Michigan-based Flagstar Bank is one of the nation’s largest mortgage lenders. Additionally, its physician mortgage program is open to the broadest range of medical professionals you’ll find. Pharmacists, nurses, and many advanced-degree non-medical professionals can participate.

Qualifying degrees include:

  • Medical Resident (Educational License)
  • Medical Doctor (MD)
  • Doctor of Dental Surgery (DDS and OMS)
  • Doctor of Dental Medicine (DMD)
  • Doctor of Optometry (OD)
  • Doctor of Ophthalmology (MD)
  • Doctor of Pharmacy (PharmD)
  • Doctor of Podiatric Medicine (DPM)
  • Doctor of Osteopathy (DO)
  • Physician Assistant (PA)
  • Registered Nurse (RN)
  • Certified Registered Nurse Anesthetist (CRNA)
  • Nurse Practitioner (NP)
  • Clinical Nurse Specialist (CNS)
  • Airline Transport Pilot (ATP)
  • Certified Public Accountant (CPA)
  • Attorney (JD)
  • Veterinarian (DVM)

While S&T Bank requires a down payment of at least 5% for its mortgage products, Flagstar offers 100% financing for home purchases up to $1 million. However, Flagstar will only finance up to $1.5 million whereas S&T Bank has no hard cap.

As another program distinction, Flagstar Bank will offer professional mortgage financing to H-1B visa holders who want to pursue home ownership in the U.S. For these individuals, an excellent credit score and employment contract may be required.

TD Bank

TD Bank has a popular doctor loan program that offers doctors and other eligible professionals a home loan of up to $1.5 million. Qualified borrowers can get a zero down payment mortgage for up to $750,000. TD requires a 10% down payment for additional financing.

Like S&T Bank, TD Bank offers fixed-rate and adjustable-rate mortgage options.

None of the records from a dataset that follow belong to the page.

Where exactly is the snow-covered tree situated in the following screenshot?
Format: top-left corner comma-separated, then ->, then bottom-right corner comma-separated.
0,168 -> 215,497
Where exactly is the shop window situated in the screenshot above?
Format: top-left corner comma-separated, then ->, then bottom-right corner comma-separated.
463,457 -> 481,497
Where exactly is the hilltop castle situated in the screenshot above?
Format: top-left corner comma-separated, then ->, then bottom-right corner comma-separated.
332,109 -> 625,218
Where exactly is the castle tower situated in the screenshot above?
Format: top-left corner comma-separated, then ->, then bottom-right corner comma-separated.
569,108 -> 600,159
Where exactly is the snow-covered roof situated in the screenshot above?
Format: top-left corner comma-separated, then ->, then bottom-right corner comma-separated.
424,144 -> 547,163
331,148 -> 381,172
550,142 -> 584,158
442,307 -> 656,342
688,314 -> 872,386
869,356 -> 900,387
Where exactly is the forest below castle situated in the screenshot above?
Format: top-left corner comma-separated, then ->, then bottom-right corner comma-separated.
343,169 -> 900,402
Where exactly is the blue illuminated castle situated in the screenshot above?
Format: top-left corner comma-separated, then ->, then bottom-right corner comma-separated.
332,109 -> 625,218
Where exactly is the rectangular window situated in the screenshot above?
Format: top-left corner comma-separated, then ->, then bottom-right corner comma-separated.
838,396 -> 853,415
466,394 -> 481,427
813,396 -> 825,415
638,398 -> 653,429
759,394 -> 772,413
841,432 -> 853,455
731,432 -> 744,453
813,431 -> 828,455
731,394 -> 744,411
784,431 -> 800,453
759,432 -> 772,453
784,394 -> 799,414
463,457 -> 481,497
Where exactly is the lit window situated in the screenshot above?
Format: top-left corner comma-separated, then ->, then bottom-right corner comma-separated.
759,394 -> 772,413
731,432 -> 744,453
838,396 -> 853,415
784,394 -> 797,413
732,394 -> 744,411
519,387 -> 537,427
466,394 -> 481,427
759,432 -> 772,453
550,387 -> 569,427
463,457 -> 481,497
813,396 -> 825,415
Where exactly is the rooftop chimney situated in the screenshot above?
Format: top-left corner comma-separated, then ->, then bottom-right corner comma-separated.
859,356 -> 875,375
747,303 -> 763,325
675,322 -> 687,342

TD’s program, however, is more geographically expansive than S&T. TD Bank’s program is open for home purchases in the District of Columbia and 15 states: CT, DE, FL, MA, ME, MD, NC, NH, NJ, NY, PA, RI, SC, VA, and VT. S&T Bank physician financing is available in only eight (8) states.

Pros and Cons

Here’s a quick highlight of the pros and cons of S&T Bank’s physician mortgage program.


  • Open to a broad range of medical and non-medical professionals. This includes MD, DO, DDS, DMD, DVM, or OD degrees, and in certain instances, a JD or PhD degree may qualify.
  • Open to medical residents; full-time residents in a qualifying medical profession can obtain financing.
  • Lenient credit score A minimum score of 700 is needed for financing; many other similar bank programs require at least 720.
  • No maximum loan amount. Other physician programs generally cap financing at $1.5 to $3.5 million.


  • No 100% financing options. A down payment of at least 5% is required for any mortgage option.
  • Not offered in all 50 states. S&T’s physician loan program is available only in eight (8) states: PA, OH, NJ, WV, DE, KY, MI, and VA.

Frequently Asked Questions

Are Dentists Eligible for a Medical Loan from S&T Bank?

Probably. S&T Bank publishes limited information about doctor loans on its website. Among eligible professionals, DDS, OMS, and DMD degrees are not specified. However, these are all advanced medical degrees and S&T does advertise flexibility in working with a wide range of advanced-degree professionals in and outside of medical fields. Our editorial team has reached out to S&T Bank for a more definitive answer.

Are There Closing Costs for Physician Mortgages?

Generally, yes. Closing costs commonly range from 3% to 5% of the total loan amount. While it’s often possible to obtain a doctor loan with no down payment and no PMI requirements, you’re unlikely to get a no-closing-cost loan here. Closing costs can generally be financed or rolled into your total mortgage, however, this will increase your monthly loan payments.

Assuming 4% closing costs, that would be $20,000 in closing costs for every $500,000 borrowed.